Por outro lado, conheço pessoas que tiveram casos muito graves como câncer, tumor, cirurgias de emergência e tiveram todo o atendimento necessário. Um familiar, por exemplo, fez uma cirurgia no joelho e a conta total (cirurgia + 5 dias de internação), foi de menos de 300€, com toda a medicação e as refeições inclusas. No caso de um conhecido que teve câncer, por se tratar de um estrangeiro divorciado, a mãe dele obteve visto para ficar na Finlândia cuidando dele durante todo o tratamento. Ou seja, há histórias boas também.
Atendimento emergencial:
Se você precisa ver um médico ou dentista no mesmo dia, a melhor opção é telefonar para a central de sua municipalidade.
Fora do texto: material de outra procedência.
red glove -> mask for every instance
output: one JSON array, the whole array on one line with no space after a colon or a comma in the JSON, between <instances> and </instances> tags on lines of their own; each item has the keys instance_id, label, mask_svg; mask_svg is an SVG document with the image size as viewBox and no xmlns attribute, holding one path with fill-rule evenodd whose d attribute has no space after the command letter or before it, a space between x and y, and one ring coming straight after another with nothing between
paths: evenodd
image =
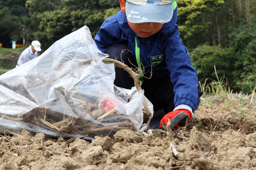
<instances>
[{"instance_id":1,"label":"red glove","mask_svg":"<svg viewBox=\"0 0 256 170\"><path fill-rule=\"evenodd\" d=\"M115 107L118 106L119 104L117 102L112 100L109 98L105 98L104 101L101 103L101 107L105 108L106 113L109 112L109 111L112 110ZM118 112L117 113L119 113Z\"/></svg>"},{"instance_id":2,"label":"red glove","mask_svg":"<svg viewBox=\"0 0 256 170\"><path fill-rule=\"evenodd\" d=\"M180 127L186 125L192 117L191 112L187 109L178 109L165 114L160 121L159 129L167 131L166 125L170 119L170 129L178 134Z\"/></svg>"}]
</instances>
Você será atendido por uma enfermeira que irá ver no sistema o melhor horário para você chegar e minimizar sua espera. No caso de muita dor, é possível pedir por maca para deitar e medicação analgésica. Se houver quarto disponível, é possível esperar em uma cama. Já passei pelas duas situações.
Pacientes que necessitam de ambulância devem ligar para o número 112, que é de emergência geral.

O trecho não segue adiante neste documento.